Pour Philippe Meirieu, il y a là « un projet politique clair, qui se résume à “chacun doit se prendre en charge, l’État n’a pas à aider les plus en difficulté, qui doivent faire leurs preuves, montrer leur mérite individuel”. D’ailleurs, la région a décidé de créer des bourses exceptionnelles pour les bacheliers ayant obtenu la mention “très bien”. Il s’agit de cinq-cents euros par jeune, sans conditions de ressources. Le mérite individuel est postulé comme toujours possible, quelle que soit la situation du jeune. C’est une négation des difficultés réelles d’ordre sociologique et psychologique que peut rencontrer un jeune dans un système éducatif très inégalitaire. »

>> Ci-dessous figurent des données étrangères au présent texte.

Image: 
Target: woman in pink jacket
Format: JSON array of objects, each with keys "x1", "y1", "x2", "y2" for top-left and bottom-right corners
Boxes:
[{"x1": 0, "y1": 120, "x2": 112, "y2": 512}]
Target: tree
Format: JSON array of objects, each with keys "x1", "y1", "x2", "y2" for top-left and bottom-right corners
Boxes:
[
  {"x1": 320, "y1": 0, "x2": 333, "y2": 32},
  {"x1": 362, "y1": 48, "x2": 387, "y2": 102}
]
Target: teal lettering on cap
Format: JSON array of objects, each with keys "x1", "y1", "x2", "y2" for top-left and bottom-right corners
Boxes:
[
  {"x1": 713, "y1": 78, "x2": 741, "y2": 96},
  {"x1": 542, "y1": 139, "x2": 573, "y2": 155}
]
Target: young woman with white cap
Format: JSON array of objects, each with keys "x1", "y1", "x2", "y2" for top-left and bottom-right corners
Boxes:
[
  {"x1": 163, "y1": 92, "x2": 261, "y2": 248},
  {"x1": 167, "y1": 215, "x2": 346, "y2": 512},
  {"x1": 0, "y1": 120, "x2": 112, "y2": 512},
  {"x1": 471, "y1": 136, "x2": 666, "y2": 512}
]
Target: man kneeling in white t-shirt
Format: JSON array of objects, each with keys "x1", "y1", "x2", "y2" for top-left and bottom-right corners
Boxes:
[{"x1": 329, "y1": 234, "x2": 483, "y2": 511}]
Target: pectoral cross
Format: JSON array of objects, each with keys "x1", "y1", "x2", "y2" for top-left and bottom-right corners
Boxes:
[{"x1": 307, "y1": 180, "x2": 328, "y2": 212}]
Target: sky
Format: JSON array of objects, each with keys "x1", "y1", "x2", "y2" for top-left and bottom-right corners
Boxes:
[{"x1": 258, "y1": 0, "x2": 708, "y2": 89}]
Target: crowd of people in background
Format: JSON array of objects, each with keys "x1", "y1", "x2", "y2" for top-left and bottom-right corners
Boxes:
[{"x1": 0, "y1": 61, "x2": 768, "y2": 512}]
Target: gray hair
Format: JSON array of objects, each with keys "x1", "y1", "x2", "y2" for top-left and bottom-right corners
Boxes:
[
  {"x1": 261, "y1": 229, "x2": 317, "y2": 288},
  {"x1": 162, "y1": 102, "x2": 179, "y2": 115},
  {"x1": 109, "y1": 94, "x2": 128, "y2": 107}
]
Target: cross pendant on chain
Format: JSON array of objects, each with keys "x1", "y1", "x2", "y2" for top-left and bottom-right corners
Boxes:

Entre amertume et mobilisation

Nicole Bouin, militante du CRAP-Cahiers pédagogiques, est amère : « Nous avions réussi à faire sensiblement baisser le nombre de jeunes décrocheurs en cinq ans, cela risque de repartir à la hausse. Si la non-reconduction de subvention se confirme, ce serait révoltant. Ce serait aussi irresponsable, on sait bien que les économies à court terme coutent très cher à la société à moyen et long termes. » Elle accompagnait l’association Potentiel jeunes, qui comptabilisait une quarantaine de jeunes raccrochés chaque année depuis quatre ans : « La subvention était leur seule ressource, donc ça ferme.  »

À Grenoble, Vincent Costes, le délégué général de l’association La Bouture, a appris par hasard en juin que la subvention 2016 était bloquée. Après une première convention triennale signée avec la région en 2012, une nouvelle a été signée en 2015, jusqu’à aout 2018. « Une pétition en ligne a été lancée[[https ://www.change.org/p/laurentwauquiez-sauvez-les-associations-luttant-contre-le-d % C3 % A9crochage-scolaire]], qui a recueilli 10 000 signatures en une semaine. On a alors reçu 50 % de la subvention pour 2015-2016. Mais nous n’avons aucune certitude qu’ils honoreront l’engagement de l’équipe précédente. »

Pendant sa campagne, Laurent Wauquiez avait promis des réductions budgétaires, sans les détailler. Pour beaucoup, la première alerte a été la baisse de la subvention de la Maison des enfants d’Izieu. Un exemple qui fait espérer un recul du président de région, car après avoir annoncé une baisse de 40 000 euros (soit 17 % de la subvention en 2015) du financement accordé au mémorial d’Izieu, la région a finalement accepté de limiter la baisse à 20 000 euros. Dans le même temps, la région a doublé la subvention du festival Jazz à Vienne, ville dont le maire est du même parti que Laurent Wauquiez, attribué 50 000 euros de subventions à l’UNI, un syndicat étudiant de droite, et voté en avril une subvention de 4,7 millions d’euros pour un projet de parc de loisirs à Roybon (Isère), malgré la suspension du chantier par la Justice pour cause de destruction de zones humides.